Осажденные вбили в стену подфакельник, вставили в него факел и осветили таким образом зал.

Возникал вопрос: как здесь защищаться? Положим, можно было бы заделать отверстие, но смысла в этом не было. Лучше было воспользоваться им для того, чтобы обстреливать наступающих. Они и устроили здесь нечто вроде блокгауза, оставив небольшие отверстия для ружей. Угол этой импровизированной баррикады опирался в центральный столб, а обе его стороны -- в стену возле пролома. Кроме того, в подходящих местах были размещены фугасы.

Маркиз лично всем распоряжался с неиссякаемой энергией. Он придумывал, приказывал, руководил и сам помогал работать. Лантенак принадлежал к числу тех генералов XVIII столетия, которые в восемьдесят лет сохраняли еще юношескую бодрость и свежесть. Он походил на того графа Альберта, который, будучи почти восьмидесяти лет от роду, прогнал из Риги польского короля.

-- Не робейте, друзья! -- говорил маркиз. -- В начале нашего столетия, в тысяча семьсот тринадцатом году, Карл Двенадцатый, запершись в Бендерах в одном доме, держался с тремястами шведов против двадцати тысяч турок.

На двух этажах были устроены баррикады, двери были подперты крепкими бревнами, забитыми в распор; пришлось только оставить свободным проход по винтовой лестнице, так как загородить ее для осаждающего значило загородить ее в то же время и для осажденных. Защита укреплений всегда имеет какое-нибудь слабое место.

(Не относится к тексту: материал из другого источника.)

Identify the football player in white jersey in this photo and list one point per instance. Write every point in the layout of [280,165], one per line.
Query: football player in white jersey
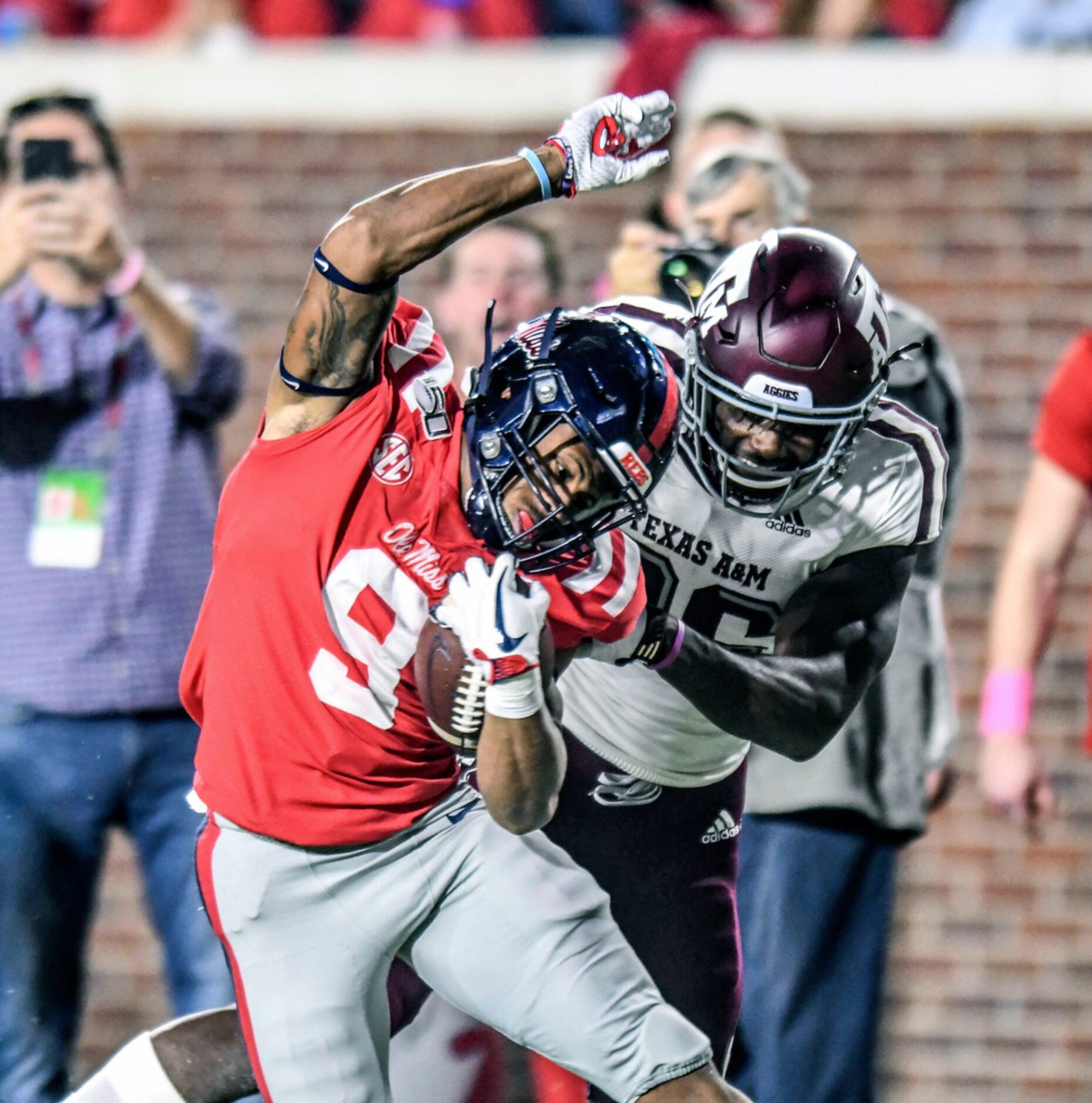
[777,550]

Маркиз, неутомимый и деятельный, как молодой человек, показывал всем личный пример, перетаскивал балки, помогал рабочим, приказывал, распоряжался, болтал, шутил со своими подчиненными, оставаясь, однако, все время аристократом, гордым -- несмотря на фамильярность, изящным -- несмотря на простоту в обращении. Нечего было и думать о том, чтобы возражать ему. Он с самого начала объявил спокойным тоном: "Если б одна половина из вас взбунтовалась, я бы приказал другой расстрелять ее и стал бы защищать башню с оставшейся половиной". Подобные слова заставляют подчиненных боготворить своего начальника.

XIV. ЧТО ДЕЛАЕТ ИМАНУС

Тем временем, пока маркиз распоряжался в башне и около пролома, Иманус распоряжался на мосту. С самого начала осады спасательная лестница, подвешенная поперек наружной стены, под окнами второго этажа, была убрана по распоряжению маркиза и поставлена Иманусом в библиотечной комнате. Быть может, эту-то лестницу и желал заменить Говэн. Окна нижнего этажа, или гауптвахты, были защищены тройным рядом железных полос, крепко вбитых в каменную стену, и здесь проникнуть в помещение было нельзя. Окна библиотеки не были защищены железными полосами, но зато они находились на значительной высоте.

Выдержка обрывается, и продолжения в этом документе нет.